Murata K, Makino A, Tomonaga K*, Masumoto H*. Predicted risk of heart failure pandemic due to persistent SARS-CoV-2 infection using a three-dimensional cardiac model. iScience. 2023;27:108641. doi:10.1016/j.isci.2023.108641. (Cover image)

Abulaiti M, Yalikun Y, Murata K, Sato A, Sami MM, Sasaki Y, Fujiwara Y, Minatoya K, Shiba Y, Tanaka Y, Masumoto H*. Establishment of a heart-on-a-chip microdevice based on human iPS cells for the evaluation of human heart tissue function. Sci Rep. 2020;10:19201. doi:10.1038/s41598-020-76062-w.

Kawatou M, Masumoto H, Fukushima H, Morinaga G, Sakata R, Ashihara T, Yamashita JK*. Modelling Torsade de Pointes arrhythmias in vitro in 3D human iPS cell-engineered heart tissue. Nat Commun. 2017;8:1078. doi:10.1038/s41467-017-01125-y.

Artwork associated with the paper showing the potential risk of heart failure caused by persistent SARS-CoV-2 infection using human iPS cell-derived cardiac organoids (Murata, iScience, 2023). Selected as the cover image for iScience, Volume 27, Issue 2 (February 2024). © Hayanon Science Manga Studio (2024)

Organoid Maturation

3. Organoid Maturation

We aim to promote the maturation of iPS cell-derived organoids so that they more closely approximate physiological tissue states. Organoids are three-dimensional cellular assemblies that self-organize to mimic the structure of a specific organ, but insufficient maturation remains a major challenge for both regenerative medicine and disease modeling.

To address this, we apply “physical training” approaches, including mechanical and electrical stimulation. In cardiac organoids, mechanical loading that promotes contractile activity is used to enhance the maturation of cardiomyocyte function. These stimuli strengthen contractility and electrophysiological activity, enabling the generation of organoids with more realistic cardiac properties.

We also investigate the molecular mechanisms that govern organoid maturation and explore ways to regulate these processes. For example, we study activation of specific transcription factors and intercellular signaling pathways that promote maturation. Improving cell–cell interactions within organoids is another important strategy for enhancing maturity.

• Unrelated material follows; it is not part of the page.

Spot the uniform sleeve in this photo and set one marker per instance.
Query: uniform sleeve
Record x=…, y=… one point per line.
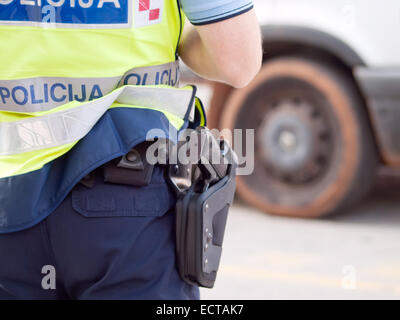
x=201, y=12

To evaluate mature organoids, we measure contractile force, electrophysiological activity, and metabolic function. Based on these assessments, we seek to identify the most effective stimuli and culture conditions that maximize physiological performance.

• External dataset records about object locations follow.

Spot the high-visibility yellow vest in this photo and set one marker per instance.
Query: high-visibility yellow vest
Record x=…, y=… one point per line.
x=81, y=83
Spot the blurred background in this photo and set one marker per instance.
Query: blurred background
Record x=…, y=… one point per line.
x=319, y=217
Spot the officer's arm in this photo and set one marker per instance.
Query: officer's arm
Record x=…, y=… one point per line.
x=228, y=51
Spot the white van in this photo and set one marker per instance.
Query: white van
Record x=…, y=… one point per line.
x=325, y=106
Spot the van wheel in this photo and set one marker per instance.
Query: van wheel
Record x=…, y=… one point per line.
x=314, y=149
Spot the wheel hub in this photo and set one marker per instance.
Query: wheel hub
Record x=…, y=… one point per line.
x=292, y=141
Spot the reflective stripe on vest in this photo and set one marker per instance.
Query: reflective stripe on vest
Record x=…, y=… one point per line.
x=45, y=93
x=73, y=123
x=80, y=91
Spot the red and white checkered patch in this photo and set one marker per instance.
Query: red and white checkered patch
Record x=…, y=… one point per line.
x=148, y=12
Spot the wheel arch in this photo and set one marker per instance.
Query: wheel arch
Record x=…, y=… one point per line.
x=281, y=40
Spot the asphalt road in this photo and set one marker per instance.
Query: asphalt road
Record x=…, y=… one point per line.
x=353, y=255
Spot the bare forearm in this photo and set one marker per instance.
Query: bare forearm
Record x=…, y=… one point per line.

Our work on organoid maturation is expected to make major contributions to improving the precision of regenerative therapies and the reproducibility of disease models, ultimately opening the way toward more practical clinical applications.

References

Maihemuti W, Murata K, Abulaiti M, Minatoya K, Masumoto H*. Simultaneous electro-dynamic stimulation accelerates maturation of engineered cardiac tissues generated by human iPS cells. Biochem Biophys Res Commun. 2024;733:150605. doi:10.1016/j.bbrc.2024.150605.